More complicated than you think

The firm’s website also contains a checklist of documents a hotel may need to seek relief from commercial mortgage backed securities loan. However, CMBS loans are more complicated than regular loans, as discussed in a recent AAHOA webinar featuring Peter Berk, president of PMZ Realty Capital LLC Hotel Finance Group.

“CMBS is going to be more of a challenge right now. You have to work through servicers, you have to work through special servicers. It’s not like your local bank,” Patel said. “When there’s a downturn in the economy, people are not going to be ready for what will happen because they haven’t really understood CMBS loans.”

Patel wrote an article in 2018 on the potential for problems with the CMBS loan market. One issue was the highly structured cash management process that comes with a CMBS loan that may not appear to be a problem while the economy is good and the hotel owner can make their payments.

“But if the hotel suffers a downturn, the lender essentially takes control of cash flow until it returns to pre-set levels.
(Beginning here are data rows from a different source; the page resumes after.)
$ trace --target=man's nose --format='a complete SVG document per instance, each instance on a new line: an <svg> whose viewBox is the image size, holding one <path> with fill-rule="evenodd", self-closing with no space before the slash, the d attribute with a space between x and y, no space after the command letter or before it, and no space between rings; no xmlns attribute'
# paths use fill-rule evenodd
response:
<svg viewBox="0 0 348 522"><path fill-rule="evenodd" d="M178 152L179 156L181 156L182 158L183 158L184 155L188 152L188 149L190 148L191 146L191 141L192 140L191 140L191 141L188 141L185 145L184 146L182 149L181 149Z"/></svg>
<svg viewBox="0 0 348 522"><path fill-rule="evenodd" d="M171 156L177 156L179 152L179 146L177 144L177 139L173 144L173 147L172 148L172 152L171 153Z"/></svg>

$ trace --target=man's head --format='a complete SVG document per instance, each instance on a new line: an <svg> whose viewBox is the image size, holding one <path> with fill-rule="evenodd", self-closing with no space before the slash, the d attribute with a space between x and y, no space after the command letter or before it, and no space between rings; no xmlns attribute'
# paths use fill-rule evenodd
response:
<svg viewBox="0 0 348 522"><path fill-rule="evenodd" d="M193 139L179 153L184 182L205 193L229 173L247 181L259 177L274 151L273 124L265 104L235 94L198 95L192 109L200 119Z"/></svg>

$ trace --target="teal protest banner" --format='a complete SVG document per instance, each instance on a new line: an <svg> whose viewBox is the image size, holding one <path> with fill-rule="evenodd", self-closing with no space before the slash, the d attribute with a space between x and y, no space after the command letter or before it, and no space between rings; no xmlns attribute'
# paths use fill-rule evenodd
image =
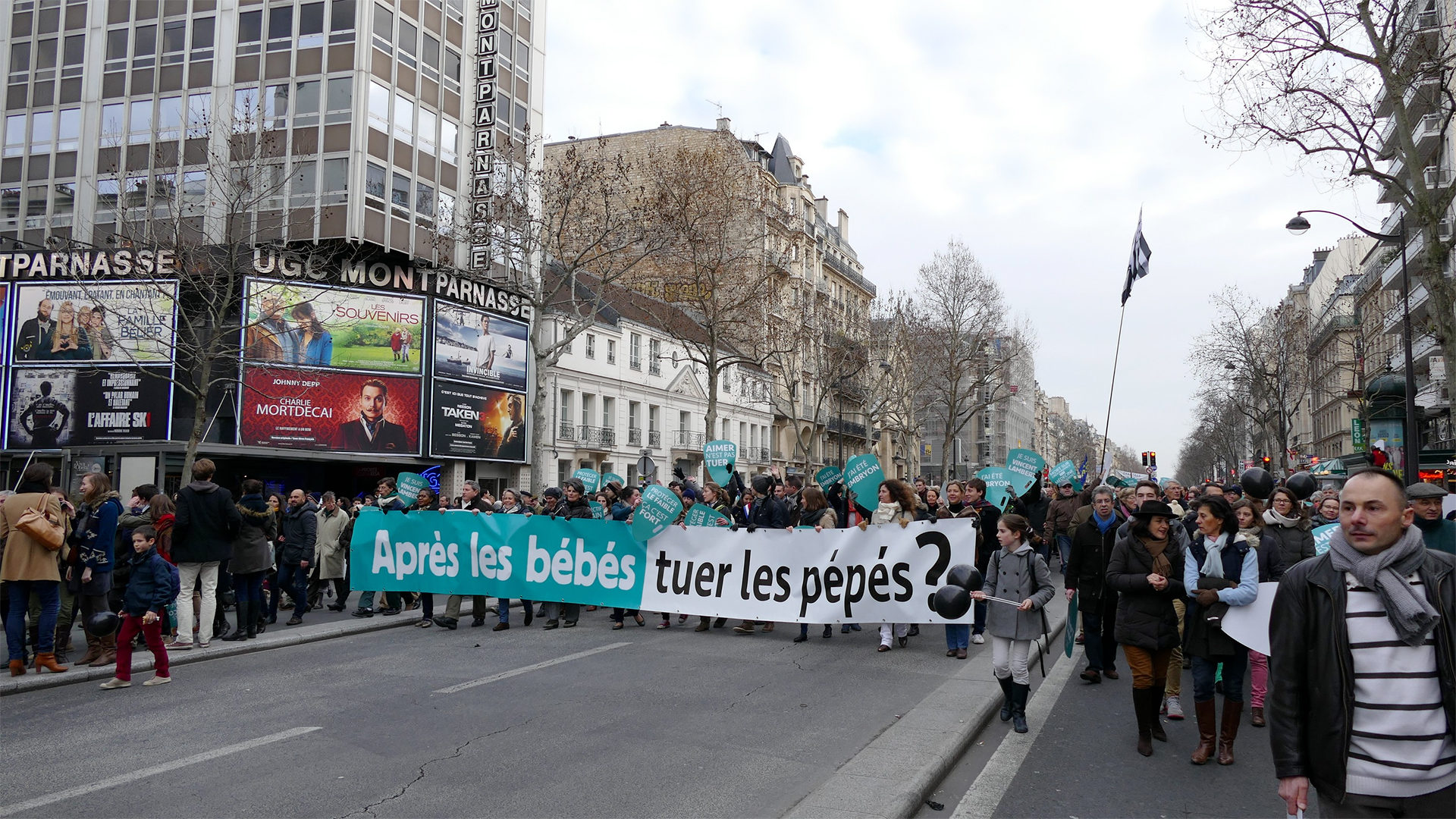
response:
<svg viewBox="0 0 1456 819"><path fill-rule="evenodd" d="M581 481L581 485L587 487L587 493L594 493L601 487L601 472L596 469L577 469L571 477Z"/></svg>
<svg viewBox="0 0 1456 819"><path fill-rule="evenodd" d="M1047 459L1029 449L1013 449L1006 453L1006 468L1012 472L1031 475L1032 482L1035 482L1035 479L1041 477L1041 471L1047 468ZM1031 484L1026 484L1026 490L1029 488ZM1016 494L1019 495L1026 490Z"/></svg>
<svg viewBox="0 0 1456 819"><path fill-rule="evenodd" d="M839 471L839 466L826 466L814 474L814 482L818 484L820 488L827 490L837 484L843 477L844 474Z"/></svg>
<svg viewBox="0 0 1456 819"><path fill-rule="evenodd" d="M844 487L855 493L855 503L874 510L879 506L879 484L885 482L885 471L879 468L879 459L869 455L856 455L844 463Z"/></svg>
<svg viewBox="0 0 1456 819"><path fill-rule="evenodd" d="M399 501L409 506L419 500L419 490L428 490L430 481L425 479L419 472L400 472L395 478L395 491L399 494Z"/></svg>
<svg viewBox="0 0 1456 819"><path fill-rule="evenodd" d="M646 541L677 520L683 512L683 500L662 484L651 484L642 490L642 503L632 510L632 536Z"/></svg>
<svg viewBox="0 0 1456 819"><path fill-rule="evenodd" d="M1077 465L1070 461L1063 461L1061 463L1053 466L1047 477L1051 478L1051 482L1057 487L1072 484L1072 488L1079 493L1082 491L1082 481L1077 479Z"/></svg>
<svg viewBox="0 0 1456 819"><path fill-rule="evenodd" d="M709 481L727 485L735 463L738 463L738 444L734 442L711 440L703 444L703 466L708 469Z"/></svg>
<svg viewBox="0 0 1456 819"><path fill-rule="evenodd" d="M729 520L727 514L718 512L706 503L695 503L690 506L687 509L687 519L684 523L689 526L732 526L732 520Z"/></svg>

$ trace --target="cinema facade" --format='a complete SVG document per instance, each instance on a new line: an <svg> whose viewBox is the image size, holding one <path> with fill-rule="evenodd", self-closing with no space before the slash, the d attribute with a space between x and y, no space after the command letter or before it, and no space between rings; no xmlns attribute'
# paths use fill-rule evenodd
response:
<svg viewBox="0 0 1456 819"><path fill-rule="evenodd" d="M355 494L421 472L451 494L467 478L515 485L534 377L518 293L402 254L242 258L198 446L220 482ZM185 482L183 385L199 350L178 326L199 281L160 249L0 252L9 487L31 461L70 488L92 471L124 493Z"/></svg>

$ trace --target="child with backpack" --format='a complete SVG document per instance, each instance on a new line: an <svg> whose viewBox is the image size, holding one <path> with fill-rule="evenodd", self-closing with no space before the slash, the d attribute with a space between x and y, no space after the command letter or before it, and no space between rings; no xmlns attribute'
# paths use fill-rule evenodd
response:
<svg viewBox="0 0 1456 819"><path fill-rule="evenodd" d="M131 532L131 580L121 606L121 634L116 637L116 676L100 683L105 689L131 686L131 641L140 631L156 659L156 675L141 685L172 682L167 648L162 644L162 624L167 606L176 600L181 581L178 568L157 554L157 530L137 526Z"/></svg>

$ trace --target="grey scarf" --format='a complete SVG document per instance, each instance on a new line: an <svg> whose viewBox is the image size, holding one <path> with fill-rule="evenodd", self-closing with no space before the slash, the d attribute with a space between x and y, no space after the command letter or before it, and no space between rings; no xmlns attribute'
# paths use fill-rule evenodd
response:
<svg viewBox="0 0 1456 819"><path fill-rule="evenodd" d="M1356 576L1366 589L1373 589L1385 603L1385 616L1390 619L1396 635L1406 646L1420 646L1436 628L1440 615L1425 599L1417 595L1406 580L1425 563L1425 541L1421 530L1406 526L1390 548L1376 555L1367 555L1345 541L1344 529L1335 529L1329 539L1329 564L1337 571Z"/></svg>

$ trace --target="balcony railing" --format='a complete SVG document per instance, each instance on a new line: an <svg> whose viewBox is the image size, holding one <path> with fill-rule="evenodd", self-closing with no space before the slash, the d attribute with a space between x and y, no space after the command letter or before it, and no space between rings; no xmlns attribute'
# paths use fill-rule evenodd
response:
<svg viewBox="0 0 1456 819"><path fill-rule="evenodd" d="M617 444L617 431L612 427L588 427L587 424L581 424L577 427L577 440L587 446L612 449Z"/></svg>

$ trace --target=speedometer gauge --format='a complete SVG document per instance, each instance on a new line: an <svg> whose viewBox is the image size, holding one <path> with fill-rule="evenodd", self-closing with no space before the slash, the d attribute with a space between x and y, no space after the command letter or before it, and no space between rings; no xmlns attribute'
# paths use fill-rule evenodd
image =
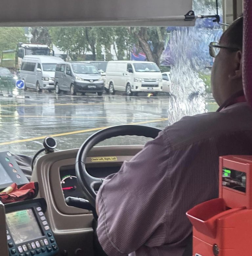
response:
<svg viewBox="0 0 252 256"><path fill-rule="evenodd" d="M60 184L65 197L70 196L73 194L72 192L77 188L77 178L75 176L66 175L62 177Z"/></svg>
<svg viewBox="0 0 252 256"><path fill-rule="evenodd" d="M62 170L60 171L60 184L64 197L84 198L83 192L77 181L75 170Z"/></svg>

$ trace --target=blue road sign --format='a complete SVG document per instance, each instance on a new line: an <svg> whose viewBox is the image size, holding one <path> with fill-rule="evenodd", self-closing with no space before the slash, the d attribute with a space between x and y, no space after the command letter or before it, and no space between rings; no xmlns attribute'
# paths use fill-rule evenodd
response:
<svg viewBox="0 0 252 256"><path fill-rule="evenodd" d="M25 81L24 80L17 80L16 87L18 89L23 89L25 88Z"/></svg>

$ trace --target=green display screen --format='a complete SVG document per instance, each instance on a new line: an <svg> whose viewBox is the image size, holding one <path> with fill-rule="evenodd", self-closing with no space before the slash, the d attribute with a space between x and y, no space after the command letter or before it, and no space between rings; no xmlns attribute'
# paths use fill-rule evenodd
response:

In short, the CMBS borrower gives up a lot of control over the property’s finances,” Patel wrote.

And a CMBS borrower can be considered in default even if they are making their monthly payment if their debt service coverage ratio drops too low.

“Certainly, we’ve all seen what can happen when excessive optimism mixes with excessive leverage,” he wrote.

At the end of the article, Patel concluded that hoteliers consider “funding channels that are more suited to the world of 2018” when the threats to the industry came from over supply and OTAs. In the world of the current pandemic, many may wish they had heeded that advice.

“Many of the lodging folks haven’t really understood how CMBS loans are structured, they just believe it’s a normal loan,” he said. “They’re not a normal loan. [Some hoteliers are] not ready for this.”